考えを巡らしていると、石化から戻ったエルドが肩を叩いた。
「なぁ、テプト。お前、なんでそんなに平然としていられるんだよ?」
「俺ですか?平然としているように見えます?」
「あぁ、ものすごく。不思議なくらいにな」
「何故ですかね?俺にも正直わかりませんよ。ただ、やらなければいけない事を見つけたからかもしれません」
「やらなければいけないこと?そんなのはいくらでもあるだろう。仕事は毎日山積みだ。その合間をぬって俺達は新しい案を作成しなければならない。だが、その糸口は掴めても、形として完成させる方法がないんだ。そんな状況でお前はギルドマスターと、とんでもない約束をしちまった。しかも、絶対的に不利な状況でだ。もう、頭がおかしいとしか思えん」
その言い草に、思わず笑ってしまう。
「言いますね。でも、半端な気持ちでエルドさんも取り組むわけじゃないでしょう?」
「むっ、それは……そうだが」
「だったら、一緒ですよ。なぜ、ランク外侵入が禁止されているのか、それは危険だからです」
「…知っている」
「もしもこのままランク外侵入に対して、何も措置を構ずることが出来なければ、調子にのった冒険者が死んでしまうかもしれない。逆に、しっかりとした案をつくることが出来れば、その冒険者を助けることになる。その事を考えれば、ギルド職員を辞める辞めないなんてことは、些細な事だとは思いませんか?」
「なるほ……って、なるわけないだろ!!禁止なのも、その理由も、こちらから言っているんだ。それを破った奴なんかのために、せっかく手に入れた今を、捨てても良いのかって聞いてるんだ」
さすがに騙されなかったか。
「まぁ、正直言えば、負けたくなかったんですよ。もしもギルドマスターを上手く騙してダンジョンに入れたとしても、彼は納得しないまま終わってしまう。それでも別に良かったんですが、俺はズルをしてしまうことになる」
「ズル?」
首をかしげたエルドに、俺は片手に持つ『冒険者規定』を渡した。
「さっき、ギルド側の許可について、これには載っていないと言いましたよね?」
「あぁ」
「中を見てください」
エルドは、その場で『冒険者規定』開いた。そして、数秒後。
「……あるじゃねーか。『ギルド側の許可とは、ギルドマスターと他ギルド職員二名の判子が押された書類』と載ってるぞ」
「そうなんです。ですが、おそらく発行されたことはないはず。だから、騙せるかなーと思って、その文だけ消したんですよ」
「消した?でも、今はこうして…」
「あるんですよ。スキルに、『偽装』っていうのが」
スキル『偽装』は、言葉のまんまだ。何かを自分の都合の良いように変えることが出来る。難点は時間制限があるだけなのだが、それでも一時間は偽装し続けられる。
「おま……」
エルドは、険しい表情になった。当然の反応だろう。『冒険者規定』を偽装するなど、バレたらただでは済まない。

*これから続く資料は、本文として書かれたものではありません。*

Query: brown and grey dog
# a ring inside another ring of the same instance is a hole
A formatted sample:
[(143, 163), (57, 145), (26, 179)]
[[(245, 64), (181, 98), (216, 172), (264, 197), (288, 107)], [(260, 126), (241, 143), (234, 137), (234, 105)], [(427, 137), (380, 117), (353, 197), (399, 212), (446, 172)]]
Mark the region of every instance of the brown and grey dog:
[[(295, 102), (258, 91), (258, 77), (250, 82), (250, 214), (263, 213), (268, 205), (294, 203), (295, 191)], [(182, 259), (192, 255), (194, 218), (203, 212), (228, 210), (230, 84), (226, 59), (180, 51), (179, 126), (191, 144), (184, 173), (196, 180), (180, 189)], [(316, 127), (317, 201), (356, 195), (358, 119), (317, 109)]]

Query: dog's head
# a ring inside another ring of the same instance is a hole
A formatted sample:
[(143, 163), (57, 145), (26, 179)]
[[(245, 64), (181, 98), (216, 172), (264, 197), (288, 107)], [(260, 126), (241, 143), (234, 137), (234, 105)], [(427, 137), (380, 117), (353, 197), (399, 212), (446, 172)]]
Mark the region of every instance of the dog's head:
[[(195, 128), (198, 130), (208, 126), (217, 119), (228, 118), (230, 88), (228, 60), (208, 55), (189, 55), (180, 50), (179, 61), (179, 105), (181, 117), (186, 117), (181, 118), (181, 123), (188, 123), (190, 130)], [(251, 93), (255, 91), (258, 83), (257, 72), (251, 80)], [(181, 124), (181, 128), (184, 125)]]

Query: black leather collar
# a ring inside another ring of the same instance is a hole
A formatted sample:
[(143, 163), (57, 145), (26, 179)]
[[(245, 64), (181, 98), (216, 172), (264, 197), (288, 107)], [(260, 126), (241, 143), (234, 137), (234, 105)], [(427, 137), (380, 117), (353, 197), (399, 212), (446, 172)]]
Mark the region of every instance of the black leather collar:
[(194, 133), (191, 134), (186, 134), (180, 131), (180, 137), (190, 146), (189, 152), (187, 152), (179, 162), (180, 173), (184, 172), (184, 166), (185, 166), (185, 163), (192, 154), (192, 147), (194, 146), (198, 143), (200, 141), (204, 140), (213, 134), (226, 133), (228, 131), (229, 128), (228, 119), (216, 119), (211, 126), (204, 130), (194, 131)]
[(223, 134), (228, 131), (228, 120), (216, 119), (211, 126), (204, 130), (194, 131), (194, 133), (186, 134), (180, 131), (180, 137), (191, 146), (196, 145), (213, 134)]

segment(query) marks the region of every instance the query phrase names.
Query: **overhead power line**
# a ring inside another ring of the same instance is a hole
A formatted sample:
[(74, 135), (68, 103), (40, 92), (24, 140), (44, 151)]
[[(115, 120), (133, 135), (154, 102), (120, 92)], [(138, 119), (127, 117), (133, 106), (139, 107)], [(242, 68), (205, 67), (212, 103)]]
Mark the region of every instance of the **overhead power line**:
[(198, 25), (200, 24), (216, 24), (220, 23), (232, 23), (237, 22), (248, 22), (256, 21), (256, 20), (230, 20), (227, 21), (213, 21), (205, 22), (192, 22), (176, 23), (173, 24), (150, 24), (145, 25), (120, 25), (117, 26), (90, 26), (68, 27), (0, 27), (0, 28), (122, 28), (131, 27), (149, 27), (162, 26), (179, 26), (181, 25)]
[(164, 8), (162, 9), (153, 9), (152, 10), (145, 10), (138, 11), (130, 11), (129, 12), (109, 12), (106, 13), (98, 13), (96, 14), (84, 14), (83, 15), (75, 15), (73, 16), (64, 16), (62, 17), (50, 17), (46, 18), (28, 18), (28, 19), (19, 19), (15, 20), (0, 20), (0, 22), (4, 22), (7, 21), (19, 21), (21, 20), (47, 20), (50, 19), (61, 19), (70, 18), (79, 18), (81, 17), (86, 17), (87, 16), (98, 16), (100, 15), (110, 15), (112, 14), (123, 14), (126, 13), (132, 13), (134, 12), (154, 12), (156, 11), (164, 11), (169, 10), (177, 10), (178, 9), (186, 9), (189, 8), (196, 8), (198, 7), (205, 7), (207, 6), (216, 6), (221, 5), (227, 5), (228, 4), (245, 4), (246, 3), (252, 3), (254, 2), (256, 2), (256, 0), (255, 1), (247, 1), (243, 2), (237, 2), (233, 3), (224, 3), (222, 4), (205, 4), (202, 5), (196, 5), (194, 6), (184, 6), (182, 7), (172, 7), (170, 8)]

「でも、今は元通り。証拠もなにもない。あとは、あの時は誰も見つけられなかったと、しらをきれば良いだけです」
「そんなことをしていたのか」
「ランクの見直しをスムーズにやるためですよ。でも、止めました。そんなので、案をつくっても結局俺の能力でのごり押しですから。もしもこの先、自分の限界に気づいて諦めてしまった人がいたとき、その人に俺は何も言えないなと思ったんです」
「ギルドマスターのさっきの話か?」
「はい。だから、なんとか能力に頼らずあのジジイを見返してやろうと思ったんですよ」
「ジジイて。俺らの頂点だぞ?」
「尚更ですよ。諦めてしまった者を、俺は上司とは思いたくないですから」
エルドはうつむいて少し考えていたが、やがて顔を上げた。
「そういうことだったか。まぁ……約束に関しちゃやりすぎだとは思うが、お前にとっちゃそれ程の事なんだと思うことにした。俺は全面的に協力するし、お前を辞めさせる気もない」
「今はそれだけで充分ですよ」
「そうか」エルドはそう言ってから伸びをした。「あー…数時間で疲れたなぁおい、まぁ、とりあえずランク見直しは飯でも食いながら作戦練ろうぜ。じゃまた後でな」
仕事が残っているのだろう。足早にエルドは階段を下りていった。
そういえば、まだ今日の分の未達成依頼やってないな。外を見ると、日がかなり傾いていた。
間に合うか?階段を降りると、急いで冒険者管理部へと戻った。